The key word in that sentence is “expect.” My expectations and reality can be vastly different. The contrast between what I expected and reality was brought into stark relief this summer as I felt increasingly out of control.

I Wanted to Be a Hobo

Badly triggered at the beginning of the summer, I was afraid as time went on. For the first time in recent memory, I felt crazy. Out of control. Like I actually might do something risky or out of character. Or I would sink so deep into a depression, unable to function, that I would finally drown.

I couldn’t sort through my emotions. I had lost the ability to manage my thoughts and feelings. I felt like a zombie for the first month of the season, shuffling through each day, working to take care of myself and exhausted from the effort.

I couldn’t figure out what was wrong with me, why I felt so miserable, why I couldn’t shake this PTSD event. Not knowing when it would end, I considered different ways to escape, like drinking or drugs or having an affair or just going to the movies. But it was all too hard (that’s what she said).

Really, I just wanted to be a hobo. I wanted to leave, with only the clothes on my back and maybe a little overnight bag. I wanted to jump on a train and ride the rails, no commitments or obligations. What about my husband and children? Part of me cared not at all.

I wanted to be a hobo, and I felt completely insane.

Self-Care Shores Us Up

It all came to a head in early August. I came home from the grocery store, walked into my house, and sat down on the couch near my husband. “I can’t bring the groceries in,” I said.

“Okay,” he said. “I can do it, no worries.”

“No, you don’t get it. I couldn’t even finish shopping,” I said. The tears started to flow, my breath hitching. “I was in the middle of an aisle and then I simply couldn’t shop anymore. I couldn’t think. I couldn’t move. So I left. I don’t even know what I bought.”

I broke down. All of the built-up emotion flooded out. I sobbed, hands over my eyes, nose leaking.

My husband moved closer to me, putting a hand on my back, an anchor in my emotional storm.

“When will I learn?” I cried. “Everything challenge I encounter, I think, ‘This is the hardest thing.’ Again and again, as the years go on and these really hard things keep happening, one after another, I think, ‘Finally, this is the hardest thing, and after this, I’ll be done with all of the hard stuff.’ Also, that’s what she said.”

I sobbed for several moments. “Does any of it even matter?
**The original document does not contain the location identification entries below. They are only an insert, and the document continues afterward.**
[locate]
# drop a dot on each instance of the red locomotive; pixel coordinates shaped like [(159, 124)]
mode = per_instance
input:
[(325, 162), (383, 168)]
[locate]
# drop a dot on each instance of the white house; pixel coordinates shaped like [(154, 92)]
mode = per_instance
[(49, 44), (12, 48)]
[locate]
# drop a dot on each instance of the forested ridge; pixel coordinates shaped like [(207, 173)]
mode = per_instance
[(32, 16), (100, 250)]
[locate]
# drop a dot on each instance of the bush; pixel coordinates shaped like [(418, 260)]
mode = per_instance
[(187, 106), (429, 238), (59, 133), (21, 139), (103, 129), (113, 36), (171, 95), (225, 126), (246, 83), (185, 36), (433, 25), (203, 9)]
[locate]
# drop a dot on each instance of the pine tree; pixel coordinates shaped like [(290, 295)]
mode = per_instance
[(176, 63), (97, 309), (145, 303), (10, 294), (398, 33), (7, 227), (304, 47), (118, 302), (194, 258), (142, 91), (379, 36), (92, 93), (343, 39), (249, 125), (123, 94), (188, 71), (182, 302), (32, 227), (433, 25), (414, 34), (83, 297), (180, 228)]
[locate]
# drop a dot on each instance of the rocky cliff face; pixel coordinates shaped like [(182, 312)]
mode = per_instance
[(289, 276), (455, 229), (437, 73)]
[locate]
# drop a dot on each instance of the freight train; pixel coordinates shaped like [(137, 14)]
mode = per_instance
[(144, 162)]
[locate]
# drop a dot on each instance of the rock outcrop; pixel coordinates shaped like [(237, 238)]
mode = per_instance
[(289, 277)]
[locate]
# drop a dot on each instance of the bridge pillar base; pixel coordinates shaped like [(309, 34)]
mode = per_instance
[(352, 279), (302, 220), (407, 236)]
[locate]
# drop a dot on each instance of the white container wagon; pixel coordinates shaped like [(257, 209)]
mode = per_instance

All of this work I’m doing? I mean, for an entire month I’ve wanted to be a hobo and leave all of you! Does any of this self-care crap even work?”

My husband looked at me for a moment. “I think that if you didn’t practice so much self-care, you would go through with some of those things,” he said. “The drinking or drugs or affairs, or even becoming a hobo.”

I laughed.

“That would be the destruction,” he said, “of yourself, your relationships, your life. So yeah, “the formula” for your self-care doesn’t work out the way you want it to, but maybe it still works.”

Just maybe, in spite of my stubborn expectations, this self-care stuff is really working. Which is good. In retrospect, being a hobo is probably far more difficult than I imagine.